– Бедный мой, маленький сынуля. Зачем ты плачешь? Или тебе от этого становится легче? Тогда плачь. Я буду сидеть рядом с тобой и утирать твои слезы. А лучше улыбнись своей маме и вспомни, как мы шли с тобой по горной тропе в Железноводске, когда в детстве тебя направили в санаторий, подлечить желудок, помнишь?
– Да, мам. Конечно, я помню. Тогда еще была поздняя осень, роскошная в тех местах, как палитра Леонардо.
– Тебе стало легче? Ну, хотя бы чуть-чуть?
– Нет, мам. Не стало мне легче. Зачем мне вспоминать то, чего никогда нельзя будет вернуть? Ведь детство вернуть невозможно. Бог отвернулся от меня, понимаешь? За что он так меня наказал? Ты многого не знаешь, мама. Ты очень многого не знаешь. Я мозгом понимаю, что я это заслужил: и эту пулю, и эту отвратительную больницу, и эту немощность тела. И со всем этим я был бы готов смириться, но так же немощна стала и моя душа. Она ничтожна, она слаба, она унижена и больна. И ее болезнь не излечат никакие лекарства.

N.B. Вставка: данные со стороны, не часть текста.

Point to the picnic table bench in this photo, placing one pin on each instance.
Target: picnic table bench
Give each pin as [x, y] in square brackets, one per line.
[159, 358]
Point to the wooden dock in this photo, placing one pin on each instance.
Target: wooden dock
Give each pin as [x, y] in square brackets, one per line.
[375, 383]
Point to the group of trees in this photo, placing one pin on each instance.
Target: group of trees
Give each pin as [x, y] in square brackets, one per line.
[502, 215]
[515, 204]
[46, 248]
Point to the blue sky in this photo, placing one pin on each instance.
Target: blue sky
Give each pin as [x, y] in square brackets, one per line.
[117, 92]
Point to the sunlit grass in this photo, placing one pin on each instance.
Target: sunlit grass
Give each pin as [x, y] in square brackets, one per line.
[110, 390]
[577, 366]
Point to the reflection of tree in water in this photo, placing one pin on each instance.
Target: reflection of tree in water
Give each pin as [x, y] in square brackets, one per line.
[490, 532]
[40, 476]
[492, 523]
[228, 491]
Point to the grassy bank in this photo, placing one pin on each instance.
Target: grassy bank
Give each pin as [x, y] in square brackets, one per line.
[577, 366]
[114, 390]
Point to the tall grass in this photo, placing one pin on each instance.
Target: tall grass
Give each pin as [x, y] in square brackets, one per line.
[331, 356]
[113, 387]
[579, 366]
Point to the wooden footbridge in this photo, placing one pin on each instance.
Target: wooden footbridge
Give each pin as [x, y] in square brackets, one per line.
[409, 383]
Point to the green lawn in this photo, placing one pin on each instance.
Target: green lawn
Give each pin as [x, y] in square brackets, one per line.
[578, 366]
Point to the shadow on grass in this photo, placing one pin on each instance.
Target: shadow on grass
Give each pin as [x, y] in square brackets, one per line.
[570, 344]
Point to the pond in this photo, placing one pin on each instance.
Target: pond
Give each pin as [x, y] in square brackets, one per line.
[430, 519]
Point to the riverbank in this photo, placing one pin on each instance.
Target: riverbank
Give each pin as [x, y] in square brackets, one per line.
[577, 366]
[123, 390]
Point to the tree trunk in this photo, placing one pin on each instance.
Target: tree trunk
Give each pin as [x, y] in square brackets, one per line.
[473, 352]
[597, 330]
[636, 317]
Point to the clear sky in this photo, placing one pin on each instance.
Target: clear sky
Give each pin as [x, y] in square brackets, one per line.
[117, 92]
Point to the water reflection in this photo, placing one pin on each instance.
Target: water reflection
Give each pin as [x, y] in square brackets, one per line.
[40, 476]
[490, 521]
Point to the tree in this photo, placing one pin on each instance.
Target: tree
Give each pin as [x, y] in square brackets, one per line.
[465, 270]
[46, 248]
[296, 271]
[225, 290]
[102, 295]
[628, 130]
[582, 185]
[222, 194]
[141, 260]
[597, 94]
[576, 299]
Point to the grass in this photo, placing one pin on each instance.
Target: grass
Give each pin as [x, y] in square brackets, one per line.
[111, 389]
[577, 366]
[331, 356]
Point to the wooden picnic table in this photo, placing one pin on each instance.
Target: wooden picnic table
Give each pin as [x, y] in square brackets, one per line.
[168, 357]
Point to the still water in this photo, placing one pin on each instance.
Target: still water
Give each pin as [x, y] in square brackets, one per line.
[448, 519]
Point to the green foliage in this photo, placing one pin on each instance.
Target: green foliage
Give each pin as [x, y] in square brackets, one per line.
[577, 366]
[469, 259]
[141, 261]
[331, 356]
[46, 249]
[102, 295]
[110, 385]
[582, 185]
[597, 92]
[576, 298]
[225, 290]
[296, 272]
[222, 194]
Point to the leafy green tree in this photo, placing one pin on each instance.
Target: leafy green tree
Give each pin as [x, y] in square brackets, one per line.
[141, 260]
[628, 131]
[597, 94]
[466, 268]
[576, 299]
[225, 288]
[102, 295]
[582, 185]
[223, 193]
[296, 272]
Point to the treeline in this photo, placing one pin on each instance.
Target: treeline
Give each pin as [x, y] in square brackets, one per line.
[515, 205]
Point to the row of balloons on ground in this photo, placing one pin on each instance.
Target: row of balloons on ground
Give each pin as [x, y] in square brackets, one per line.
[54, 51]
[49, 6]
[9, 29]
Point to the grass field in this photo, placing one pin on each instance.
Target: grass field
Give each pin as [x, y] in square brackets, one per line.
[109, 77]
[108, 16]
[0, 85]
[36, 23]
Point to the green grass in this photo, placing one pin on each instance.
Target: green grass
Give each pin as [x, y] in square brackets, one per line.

– Тогда, быть может, ее излечит слово?
– Чье слово, мама? Что стоят слова?
– Мое слово.
– Мам, не обижайся, но все, что я вижу в тебе сейчас, – это тебя, родную и теплую, к которой я могу прижаться и только на миг забыть о своем жалком положении. Но потом я оторвусь от тебя, ты уйдешь домой, и все у меня будет по-старому. У меня сейчас такое чувство, вернее, желание у всех попросить прощения. Прости меня, мама.
– Милый мой, за что я должна тебя прощать?
– За то, что я так мало бываю у тебя, за то, что я так мало думаю о тебе, за то, что я так мало помогаю тебе, прости меня, мама!
Я ревел, положив голову на мамины колени, а она просто гладила меня по голове, и от этого я незаметно успокоился. И уснул.
Я проспал всю ночь и все утро и проснулся от ощущения близкого присутствия кого-то возле своей кровати. Нехотя, не желая опять видеть вокруг себя опостылевшую палату, я открыл глаза и вновь увидел маму, а рядом с ней худого человека с очень умным лицом и острыми глазами психиатра. Мне показалось, что ранее я уже видел его где-то. Я тщетно силился вспомнить, где я мог раньше видеть этого парня, но все встало на свои места, когда он стянул с шеи шарф и я увидел знакомый воротничок-стойку с белой планшеткой посередине. Такие воротнички носит только одно племя на земле. Это племя католических священников.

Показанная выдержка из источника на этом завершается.